OpenSSL 3.0 doesn’t have wide adoption yet

On the server side, the adoption of OpenSSL 3.0 is not yet very high. According to Censys, a company that scans the entire internet IP space and gathers information about running services, almost 1.8 million unique hosts on the Internet have one or more services using OpenSSL. Only around 7,000 (0.4%) of those run a version of OpenSSL greater than or equal to version 3.0.0. Furthermore, of those running OpenSSL 3.0 only a subset likely perform client-side authentication and would be vulnerable.

Of course, this telemetry only covers servers accessible from the internet and not those on internal networks, which could also be easily reachable by attackers who gain entry to a network. Cloud and security firm Akamai performed its own scans on customer networks and found that around half of them had at least one machine with at least one process using a vulnerable OpenSSL version. The percentage of machines that used a vulnerable OpenSSL version on those networks ranged from 0.2% to 33% with a median of 6.1%.

Since these vulnerabilities are more likely to be exploitable on clients rather than on servers, it’s much harder to determine how big the impact is when it comes to client applications that use OpenSSL to connect to servers. This can be considered a transitive vulnerability – vulnerabilities inherited from third-party software dependencies – for many applications and these can be very hard for organizations to track until efforts like software bill of materials (SBOMs) see wider adoption in the industry.

Fortunately, an important limiting factor for this exploit is that it can only occur after the issuer of the certificate has been validated. This means that in most cases, if certificate validation is enforced properly, attackers would have to obtain a maliciously crafted certificate from a trusted certificate authority (CA).

“While memory overflow bugs can lead to worst case scenarios, the details of this particular vulnerability seem to indicate that the level of difficulty for an exploit is very high,” Brian Fox, CTO of software supply chain security firm Sonatype, tells CSO via email. “The vulnerability requires a malformed certificate that is trusted or signed by a naming authority. That means that authorities should be able to quickly prevent certificates designed to target this vulnerability from being created, further limiting the scope.”
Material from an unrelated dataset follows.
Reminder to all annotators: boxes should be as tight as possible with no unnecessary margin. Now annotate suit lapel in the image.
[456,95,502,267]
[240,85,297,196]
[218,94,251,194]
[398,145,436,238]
Red Hat has released an advisory and released OpenSSL patches for Red Hat Enterprise Linux 9. The company rates the flaws’ impact as Important and said that neither SELinux nor Kpatch mitigate them.

Organizations should immediately update OpenSSL on their systems or in their applications to version 3.0.7 released Tuesday. The project also released OpenSSL 1.1.1s at the same time, but this is a bug fix release that is not related to these vulnerabilities. The OpenSSL 1.1.x branch is not affected and is still supported until September 2023, but the project maintainers advise application developers to always use the latest version in their applications, namely 3.0.7 at this time.